Wednesday, November 1, 2017

The Feinstein Summary

At the beginning of yesterday’s hearings on Russian use of social media to influence the national election in the United States, Senator Feinstein laid out a summary of what she had already been briefed on before attending this session.  We have seen this information before, but it was interesting to hear it all put together in one place.

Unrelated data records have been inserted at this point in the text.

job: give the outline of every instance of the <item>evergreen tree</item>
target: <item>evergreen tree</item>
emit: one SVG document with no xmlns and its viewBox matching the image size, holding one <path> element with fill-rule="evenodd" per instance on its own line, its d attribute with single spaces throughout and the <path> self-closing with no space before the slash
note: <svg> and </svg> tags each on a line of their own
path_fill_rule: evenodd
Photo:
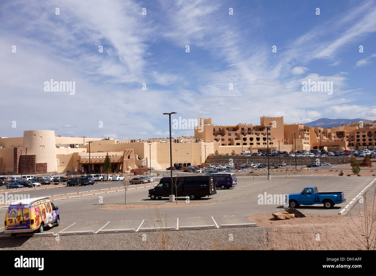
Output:
<svg viewBox="0 0 376 276">
<path fill-rule="evenodd" d="M 105 159 L 105 166 L 103 170 L 105 173 L 107 175 L 108 181 L 108 174 L 112 172 L 112 166 L 111 165 L 111 159 L 110 158 L 110 156 L 108 155 L 108 152 L 107 152 L 106 158 Z"/>
<path fill-rule="evenodd" d="M 351 169 L 352 171 L 352 172 L 354 174 L 359 174 L 359 172 L 360 172 L 360 166 L 359 166 L 359 163 L 357 162 L 355 162 L 355 163 L 353 164 L 352 169 Z"/>
<path fill-rule="evenodd" d="M 365 156 L 363 159 L 363 162 L 371 162 L 371 159 L 370 158 L 368 154 L 366 154 Z"/>
</svg>

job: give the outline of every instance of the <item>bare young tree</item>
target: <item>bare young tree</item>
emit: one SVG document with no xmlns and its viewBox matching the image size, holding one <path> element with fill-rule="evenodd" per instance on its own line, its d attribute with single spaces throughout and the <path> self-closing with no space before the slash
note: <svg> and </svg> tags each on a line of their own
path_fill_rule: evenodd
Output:
<svg viewBox="0 0 376 276">
<path fill-rule="evenodd" d="M 351 220 L 357 228 L 360 229 L 361 236 L 356 234 L 351 227 L 350 228 L 356 239 L 367 250 L 374 250 L 376 247 L 376 189 L 373 194 L 366 192 L 361 198 L 363 200 L 363 206 L 358 212 L 358 219 L 351 217 Z"/>
<path fill-rule="evenodd" d="M 177 204 L 177 188 L 179 187 L 183 182 L 184 180 L 182 177 L 179 177 L 180 176 L 183 176 L 183 175 L 182 174 L 181 175 L 179 175 L 179 173 L 176 173 L 176 176 L 173 177 L 172 185 L 175 188 L 175 200 Z"/>
<path fill-rule="evenodd" d="M 127 205 L 127 190 L 128 189 L 128 187 L 130 185 L 129 183 L 130 179 L 129 178 L 126 177 L 124 180 L 120 181 L 123 186 L 124 187 L 124 203 L 126 205 Z"/>
<path fill-rule="evenodd" d="M 167 214 L 166 213 L 162 218 L 159 212 L 159 209 L 156 208 L 155 209 L 156 216 L 156 220 L 157 222 L 156 225 L 154 222 L 154 220 L 153 219 L 151 215 L 150 215 L 150 218 L 151 219 L 154 228 L 155 229 L 158 242 L 163 250 L 171 250 L 174 247 L 174 244 L 176 240 L 177 236 L 176 236 L 175 238 L 173 240 L 172 244 L 169 248 L 168 246 L 168 241 L 170 240 L 171 232 L 169 230 L 167 226 Z"/>
</svg>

The Russians really did have quite a bit of effort going into managing Twitter, Facebook and YouTube messaging.  Facebook had 470 accounts, Twitter had 2752, and there were over 37,000 that generated some kind of election content.  Imagine the number of people that had to be employed just to keep that many accounts active.  Most of the content was incendiary, intended to spread discontent on both sides of the political spectrum, both right and left.  Of course, thousands of less thoughtful people also jumped on those bandwagons, prompted by feeds from RT news services that promoted the stories to make them more real.  The press trolls were aided by lazy press outlets who repeat “news” by any name without checking their stories.  Political groups loved it and used it for their own ends.

The only satisfaction I get from any of this is the fact that the US and Russian publics do not believe much of what their press puts out.  In Washington, we call all of this “spin”.  The reason we understand it so well is that various political parties have done exactly the same thing for so long we have grown tired of it while becoming increasingly skeptical about the sources of information.  Maybe that was the real objective of the program.